From The Side Of The Road… rejected WOB seminar topics

Let this serve as a friendly reminder that the deadline for submitting IBMA Business Conference session proposals is this Friday, July 31st at 5:00 p.m. central. This is a great opportunity to help come up with new and interesting topics for the conference. Seminars about web site building and how not to kill yourself with your self-destructive road lifestyle are perennial and important topics, but it’s always good to diversify the subject matter and “think outside the bus.” Plus, 2020 presents an array of new challenges for the bluegrass industry, so this is also a good time to address those. 

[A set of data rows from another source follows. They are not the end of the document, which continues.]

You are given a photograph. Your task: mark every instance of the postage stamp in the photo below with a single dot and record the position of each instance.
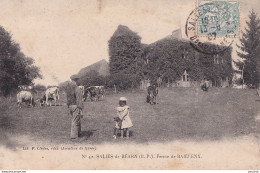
(212, 25)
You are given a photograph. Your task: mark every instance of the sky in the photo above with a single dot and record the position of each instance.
(64, 36)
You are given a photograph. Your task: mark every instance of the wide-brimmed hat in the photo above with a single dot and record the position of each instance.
(122, 99)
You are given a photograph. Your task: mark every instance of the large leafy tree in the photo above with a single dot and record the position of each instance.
(124, 51)
(249, 53)
(15, 68)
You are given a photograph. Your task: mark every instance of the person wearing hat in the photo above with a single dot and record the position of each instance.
(75, 105)
(123, 121)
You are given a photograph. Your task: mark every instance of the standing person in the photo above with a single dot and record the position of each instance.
(75, 105)
(124, 122)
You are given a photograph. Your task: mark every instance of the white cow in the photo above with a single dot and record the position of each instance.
(82, 88)
(25, 96)
(52, 93)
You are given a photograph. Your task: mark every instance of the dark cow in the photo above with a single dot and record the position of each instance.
(92, 93)
(152, 92)
(101, 92)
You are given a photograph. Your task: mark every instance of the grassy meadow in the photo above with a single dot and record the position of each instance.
(182, 114)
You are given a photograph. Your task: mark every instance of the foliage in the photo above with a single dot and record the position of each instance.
(15, 68)
(250, 50)
(131, 61)
(124, 50)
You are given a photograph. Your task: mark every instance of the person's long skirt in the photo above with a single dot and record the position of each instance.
(75, 122)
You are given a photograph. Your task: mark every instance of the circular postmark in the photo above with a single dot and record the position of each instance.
(212, 27)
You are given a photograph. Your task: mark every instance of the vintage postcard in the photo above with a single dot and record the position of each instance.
(139, 84)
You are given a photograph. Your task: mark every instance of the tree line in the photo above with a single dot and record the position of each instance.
(15, 67)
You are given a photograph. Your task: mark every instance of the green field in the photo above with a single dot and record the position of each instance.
(182, 114)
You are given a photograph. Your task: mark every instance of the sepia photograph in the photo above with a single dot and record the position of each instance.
(130, 85)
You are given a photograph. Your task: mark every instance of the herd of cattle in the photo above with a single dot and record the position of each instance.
(93, 93)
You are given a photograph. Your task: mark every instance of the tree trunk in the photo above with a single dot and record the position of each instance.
(115, 88)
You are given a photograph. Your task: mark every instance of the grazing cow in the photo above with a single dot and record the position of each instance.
(43, 100)
(92, 93)
(24, 87)
(152, 94)
(25, 96)
(205, 85)
(101, 91)
(52, 93)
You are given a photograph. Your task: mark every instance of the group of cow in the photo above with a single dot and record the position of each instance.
(25, 95)
(93, 93)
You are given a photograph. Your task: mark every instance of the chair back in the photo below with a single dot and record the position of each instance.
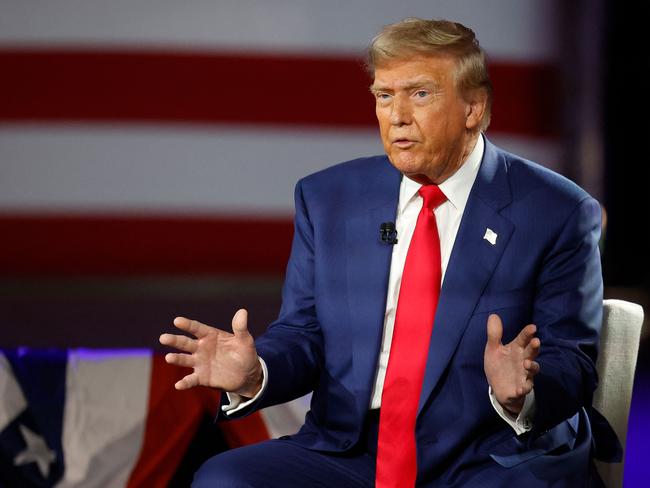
(619, 347)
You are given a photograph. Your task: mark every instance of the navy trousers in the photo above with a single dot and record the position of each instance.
(284, 463)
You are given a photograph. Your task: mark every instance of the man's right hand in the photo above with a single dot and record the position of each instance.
(219, 359)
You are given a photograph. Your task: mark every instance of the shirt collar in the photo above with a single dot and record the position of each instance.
(457, 187)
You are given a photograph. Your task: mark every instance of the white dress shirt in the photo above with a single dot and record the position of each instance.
(448, 216)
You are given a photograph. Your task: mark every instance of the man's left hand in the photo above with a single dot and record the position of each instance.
(511, 368)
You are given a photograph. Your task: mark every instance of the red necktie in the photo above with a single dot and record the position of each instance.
(416, 309)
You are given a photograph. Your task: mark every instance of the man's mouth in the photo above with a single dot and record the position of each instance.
(403, 143)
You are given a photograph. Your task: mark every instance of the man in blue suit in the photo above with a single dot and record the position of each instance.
(508, 373)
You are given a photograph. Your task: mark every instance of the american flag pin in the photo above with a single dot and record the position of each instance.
(490, 236)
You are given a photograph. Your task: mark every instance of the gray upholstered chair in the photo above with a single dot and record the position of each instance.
(619, 346)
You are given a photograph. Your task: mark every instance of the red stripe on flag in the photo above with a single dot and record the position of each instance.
(172, 421)
(122, 246)
(168, 87)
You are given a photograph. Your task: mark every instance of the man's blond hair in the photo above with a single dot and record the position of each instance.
(436, 38)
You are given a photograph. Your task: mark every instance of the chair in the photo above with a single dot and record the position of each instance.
(619, 347)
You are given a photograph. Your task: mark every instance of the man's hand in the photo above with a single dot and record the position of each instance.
(219, 359)
(510, 369)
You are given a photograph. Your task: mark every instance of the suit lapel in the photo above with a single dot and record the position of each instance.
(368, 265)
(471, 264)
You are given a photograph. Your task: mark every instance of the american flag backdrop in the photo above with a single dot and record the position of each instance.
(127, 126)
(149, 149)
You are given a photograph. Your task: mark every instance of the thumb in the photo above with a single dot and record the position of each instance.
(240, 323)
(495, 331)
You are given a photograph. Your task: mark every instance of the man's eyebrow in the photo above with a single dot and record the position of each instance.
(409, 86)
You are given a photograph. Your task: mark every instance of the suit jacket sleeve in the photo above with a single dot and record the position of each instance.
(292, 345)
(569, 305)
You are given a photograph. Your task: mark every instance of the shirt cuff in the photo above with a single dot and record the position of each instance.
(237, 402)
(523, 422)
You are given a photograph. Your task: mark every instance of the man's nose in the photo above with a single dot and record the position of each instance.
(401, 112)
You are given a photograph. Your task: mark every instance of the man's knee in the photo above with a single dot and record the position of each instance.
(222, 470)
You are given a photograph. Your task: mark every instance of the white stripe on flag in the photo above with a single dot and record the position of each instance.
(155, 169)
(105, 412)
(12, 400)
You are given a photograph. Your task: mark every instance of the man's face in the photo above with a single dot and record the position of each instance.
(426, 125)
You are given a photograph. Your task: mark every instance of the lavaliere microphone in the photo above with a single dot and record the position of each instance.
(388, 233)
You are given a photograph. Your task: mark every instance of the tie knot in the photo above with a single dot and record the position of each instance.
(432, 196)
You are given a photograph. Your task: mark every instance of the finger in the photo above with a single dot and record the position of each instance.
(532, 367)
(179, 342)
(532, 349)
(185, 360)
(495, 331)
(189, 381)
(197, 329)
(525, 336)
(240, 324)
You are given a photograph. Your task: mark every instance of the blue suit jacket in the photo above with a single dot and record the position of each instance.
(544, 268)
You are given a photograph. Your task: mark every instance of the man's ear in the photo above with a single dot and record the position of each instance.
(476, 103)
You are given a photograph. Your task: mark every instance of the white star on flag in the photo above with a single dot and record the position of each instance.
(35, 452)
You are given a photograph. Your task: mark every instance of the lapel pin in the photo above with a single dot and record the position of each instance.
(490, 236)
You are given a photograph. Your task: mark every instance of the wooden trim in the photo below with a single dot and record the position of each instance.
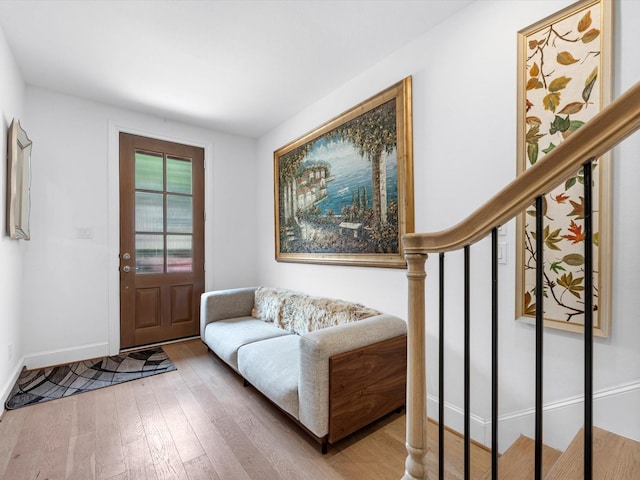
(602, 133)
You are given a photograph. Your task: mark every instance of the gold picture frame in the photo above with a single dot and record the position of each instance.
(344, 192)
(564, 79)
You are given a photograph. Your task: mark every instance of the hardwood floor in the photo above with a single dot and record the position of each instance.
(197, 422)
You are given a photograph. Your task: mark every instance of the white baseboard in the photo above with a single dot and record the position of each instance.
(11, 381)
(66, 355)
(615, 409)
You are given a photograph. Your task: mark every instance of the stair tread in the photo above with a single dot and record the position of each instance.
(518, 461)
(614, 457)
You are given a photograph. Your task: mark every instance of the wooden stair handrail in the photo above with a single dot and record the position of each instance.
(604, 131)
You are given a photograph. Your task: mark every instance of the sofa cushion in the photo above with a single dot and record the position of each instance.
(272, 366)
(225, 337)
(300, 313)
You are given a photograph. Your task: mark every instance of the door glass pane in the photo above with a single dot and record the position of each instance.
(149, 253)
(149, 174)
(179, 253)
(149, 212)
(178, 175)
(179, 214)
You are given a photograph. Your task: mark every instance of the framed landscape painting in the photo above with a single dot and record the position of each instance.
(344, 192)
(564, 65)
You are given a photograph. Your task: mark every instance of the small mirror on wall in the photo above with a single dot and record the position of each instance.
(18, 182)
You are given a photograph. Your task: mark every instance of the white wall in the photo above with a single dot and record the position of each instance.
(71, 285)
(11, 251)
(464, 103)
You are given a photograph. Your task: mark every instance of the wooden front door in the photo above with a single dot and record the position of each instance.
(161, 240)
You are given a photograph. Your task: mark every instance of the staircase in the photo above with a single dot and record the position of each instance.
(615, 458)
(594, 453)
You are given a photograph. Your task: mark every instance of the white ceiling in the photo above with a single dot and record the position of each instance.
(240, 66)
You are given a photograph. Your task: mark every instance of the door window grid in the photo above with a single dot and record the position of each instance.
(163, 213)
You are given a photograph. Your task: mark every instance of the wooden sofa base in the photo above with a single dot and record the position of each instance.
(365, 385)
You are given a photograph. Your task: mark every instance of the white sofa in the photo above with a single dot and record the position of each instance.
(333, 366)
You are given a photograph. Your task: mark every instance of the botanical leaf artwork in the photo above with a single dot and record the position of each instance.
(562, 92)
(338, 192)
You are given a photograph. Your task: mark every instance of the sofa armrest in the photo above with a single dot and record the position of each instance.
(315, 350)
(222, 304)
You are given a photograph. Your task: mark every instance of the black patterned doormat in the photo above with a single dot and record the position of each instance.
(37, 386)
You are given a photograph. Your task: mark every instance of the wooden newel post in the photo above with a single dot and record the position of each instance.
(415, 465)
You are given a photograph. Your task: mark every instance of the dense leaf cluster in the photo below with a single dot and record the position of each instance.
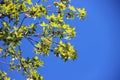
(49, 27)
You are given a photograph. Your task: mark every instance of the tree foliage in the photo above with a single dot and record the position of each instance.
(49, 26)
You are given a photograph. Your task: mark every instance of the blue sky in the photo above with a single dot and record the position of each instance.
(97, 42)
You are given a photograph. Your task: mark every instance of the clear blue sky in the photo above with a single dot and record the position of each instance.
(97, 42)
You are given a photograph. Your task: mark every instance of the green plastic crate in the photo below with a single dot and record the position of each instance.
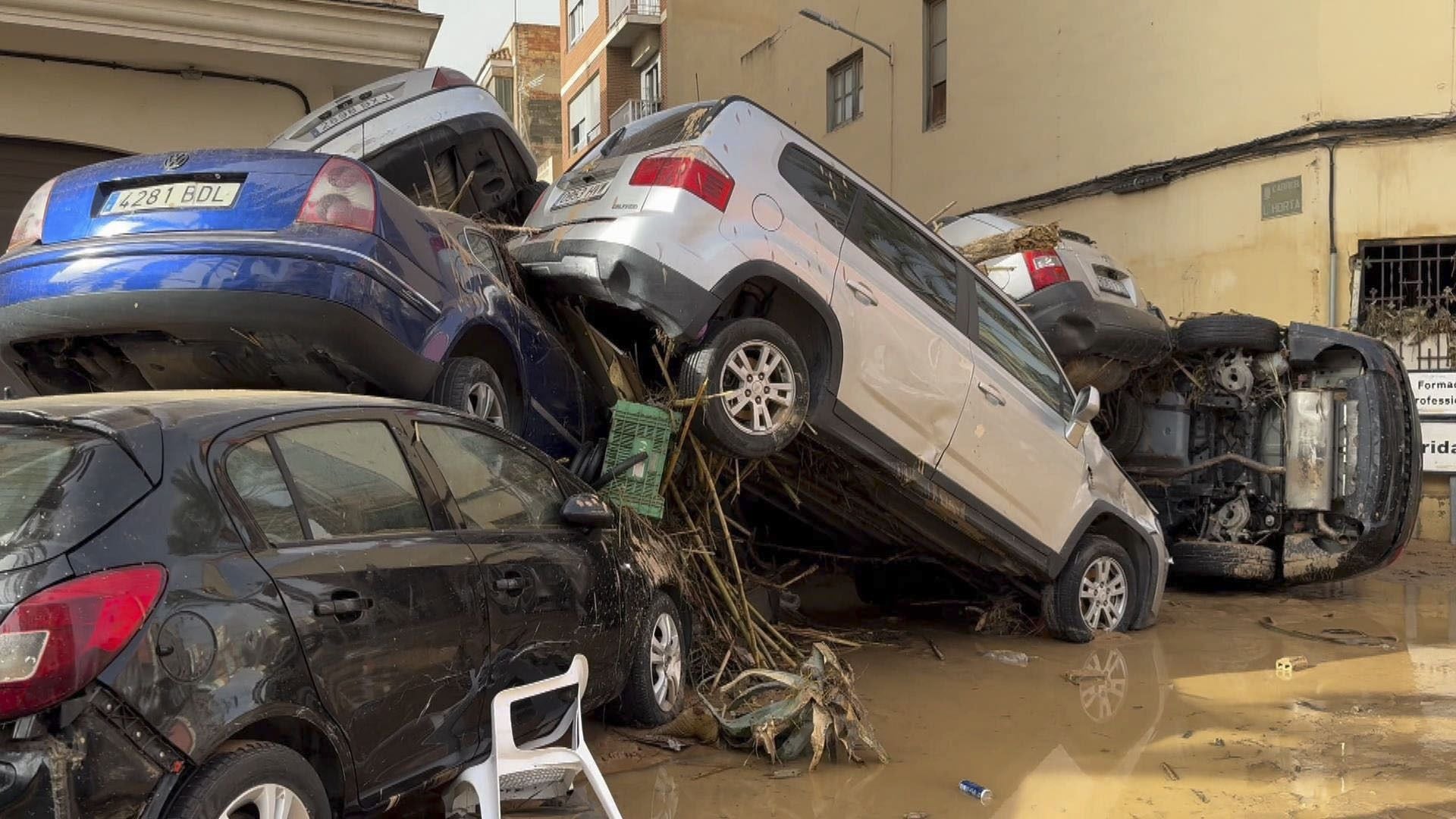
(638, 428)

If you’re thinking of suggesting some yourself, I would caution you that a number of ideas have already been rejected for various reasons. A list of these rejected proposals has been leaked to me and I present it below, along with the primary reason for the rejection. This provides an opportunity to look these over, avoid some of the pitfalls, and then get your much better ideas in by Friday.

Too unrealistic or impractical:

One-on-One Sales – Increasing CD sales by meeting every potential customer face-to-face and guilting them into buying your album

It’s All in Your Perspective — Getting rich through streaming by redefining “rich.”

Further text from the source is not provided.